Politics can destroy this achievement. The Democratic Party is proposing to make the tax rate on capital gains the same as that on ordinary income. This increased tax on investment gains will kill the ability for start-up companies to raise capital. And with fewer new businesses, the United States will fall behind. Why are Democrats forever forfeiting business support to the Republican Party? They don’t seem to understand business. If the November election puts them in the position to make this change to tax law, it will guarantee that the change of leadership that the country so desperately needs will be temporary.

As someone who quit high school, joined the Navy, married, had children and worked full-time to afford college, I absolutely know what it means to struggle with minimal opportunity. This is the part of my life that attracts me to the Democratic Party.

But after becoming a professor at Stanford University, co-founding three multi-billion-dollar companies and investing in numerous successful start-ups, I also understand how people get drawn to the other side: Republicans better understand what makes businesses work. Yet they ignore science, deny climate change, treat white skin as superior, spend foolishly, and create tax loopholes for rich people and corporations. Why? It is possible to have sane social and tax policy without ruining the finances of the country, yet the Republican Party has ideologically come off the rails.

Democrats, on the other hand, would ask investors to put money into risky enterprises with no reward. It’s a short-sighted plan that will send smart businesspeople back to the Republicans once the far right segment of the party loses its influence. Democrats don’t seem to understand that getting a higher return is the only reason for taking risk, and without risk capital, companies cannot raise the funds needed to get started. The country cannot survive with either party as their policies stand right now.

When Jim Barksdale was the president of Netscape, he used to quote Stephen Covey saying, “The main thing is to always keep the main thing the main thing.” This wise aphorism applies to everything — politics, business, education, science, finance —everything. Killing capital gains exclusion laws is a perfect way to lose sight of the main thing in the economy: successful businesses.

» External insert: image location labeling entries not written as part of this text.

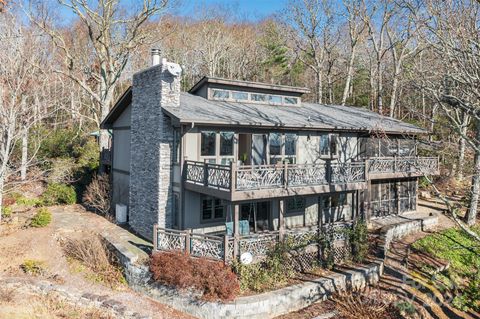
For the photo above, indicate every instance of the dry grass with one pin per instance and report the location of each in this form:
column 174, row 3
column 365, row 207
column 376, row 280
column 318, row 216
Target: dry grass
column 367, row 304
column 49, row 307
column 92, row 252
column 7, row 294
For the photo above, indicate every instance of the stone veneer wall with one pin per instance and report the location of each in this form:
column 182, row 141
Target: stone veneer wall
column 151, row 145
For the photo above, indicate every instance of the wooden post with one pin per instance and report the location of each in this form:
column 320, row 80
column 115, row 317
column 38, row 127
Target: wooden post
column 285, row 174
column 188, row 239
column 233, row 174
column 281, row 218
column 205, row 174
column 155, row 237
column 236, row 230
column 226, row 253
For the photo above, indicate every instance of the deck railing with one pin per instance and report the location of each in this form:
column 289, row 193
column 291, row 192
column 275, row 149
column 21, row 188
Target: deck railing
column 252, row 177
column 227, row 249
column 417, row 165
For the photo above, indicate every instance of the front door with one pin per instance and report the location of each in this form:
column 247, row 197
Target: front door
column 259, row 149
column 258, row 215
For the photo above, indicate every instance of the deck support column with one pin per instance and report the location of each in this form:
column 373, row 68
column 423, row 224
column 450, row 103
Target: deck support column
column 281, row 218
column 236, row 230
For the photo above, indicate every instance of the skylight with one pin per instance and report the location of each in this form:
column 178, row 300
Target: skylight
column 260, row 98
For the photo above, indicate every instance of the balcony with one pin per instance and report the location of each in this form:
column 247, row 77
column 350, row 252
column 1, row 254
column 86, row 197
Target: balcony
column 106, row 157
column 397, row 167
column 237, row 183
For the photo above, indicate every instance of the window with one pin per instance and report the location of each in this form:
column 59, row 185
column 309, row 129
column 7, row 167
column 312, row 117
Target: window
column 291, row 100
column 226, row 143
column 324, row 147
column 275, row 99
column 176, row 146
column 221, row 94
column 243, row 96
column 291, row 147
column 258, row 97
column 295, row 204
column 208, row 143
column 338, row 200
column 328, row 145
column 212, row 209
column 176, row 208
column 275, row 141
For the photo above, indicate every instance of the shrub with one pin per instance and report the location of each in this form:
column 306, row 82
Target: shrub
column 33, row 267
column 7, row 211
column 42, row 218
column 97, row 194
column 94, row 254
column 59, row 194
column 365, row 305
column 275, row 270
column 212, row 279
column 359, row 241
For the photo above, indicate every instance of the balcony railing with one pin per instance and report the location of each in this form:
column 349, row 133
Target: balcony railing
column 244, row 178
column 408, row 165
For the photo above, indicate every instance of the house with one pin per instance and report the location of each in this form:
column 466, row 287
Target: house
column 243, row 158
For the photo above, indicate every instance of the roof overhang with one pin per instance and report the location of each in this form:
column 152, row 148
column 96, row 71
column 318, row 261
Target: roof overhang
column 117, row 109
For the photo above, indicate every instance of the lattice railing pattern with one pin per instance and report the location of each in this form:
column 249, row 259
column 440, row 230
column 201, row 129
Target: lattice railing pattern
column 195, row 172
column 207, row 246
column 257, row 245
column 218, row 175
column 171, row 240
column 381, row 165
column 258, row 177
column 307, row 174
column 419, row 165
column 349, row 172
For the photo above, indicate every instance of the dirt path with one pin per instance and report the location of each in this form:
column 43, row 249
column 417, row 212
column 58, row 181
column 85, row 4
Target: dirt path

Creating a business is an inherently risky effort, requiring both investors to put up the money and employees to take a chance on an unknown enterprise. Without a higher return, investors will not put money into an unknown company, which means it cannot develop the product and pay employees.

Also, unlike in the days of Henry Ford, modern start-ups award stock to their employees, treating them as co-owners of the business and spreading the corporate wealth. If they get a stock award and hold it for a suitable period, why should they have to pay ordinary income taxes on it? They are just investors of a different type.

All of our leading companies in the past few decades got started in this way. We might not like their dominance, but that should be dealt with separately. We certainly would not wish that they had been started in another country.

One final, important thing about investing: Eventually, successful start-ups grow up and offer their stock to the investing public. This liquid stock becomes their currency; with it, they buy other companies or technology and reward their best employees. Investment in a start-up and investment in a public company is thus a continuum. Tax policy should likewise be a continuum. And like any currency, stocks need stability, which requires long-term investors. Otherwise, the market is one big casino. Above all, tax policy should induce long-term investment and punish short-term stock transactions.

As Covey and Barksdale would say, the “main thing” here is making businesses succeed. They are the economy. Government should support them. Tax policy should seek to stabilize the stock market by rewarding and incentivizing entrepreneurs, venture investors and long-term investors. This is not an impossible challenge.

One of this country’s political parties has to get its wits about it. Both are on the wrong track. The Republicans have lost practically all sense of rationality, but the Democrats might ruin business creation and investing. There has got to be a better way. We had better find it or we’ll be bypassed by the rest of the world.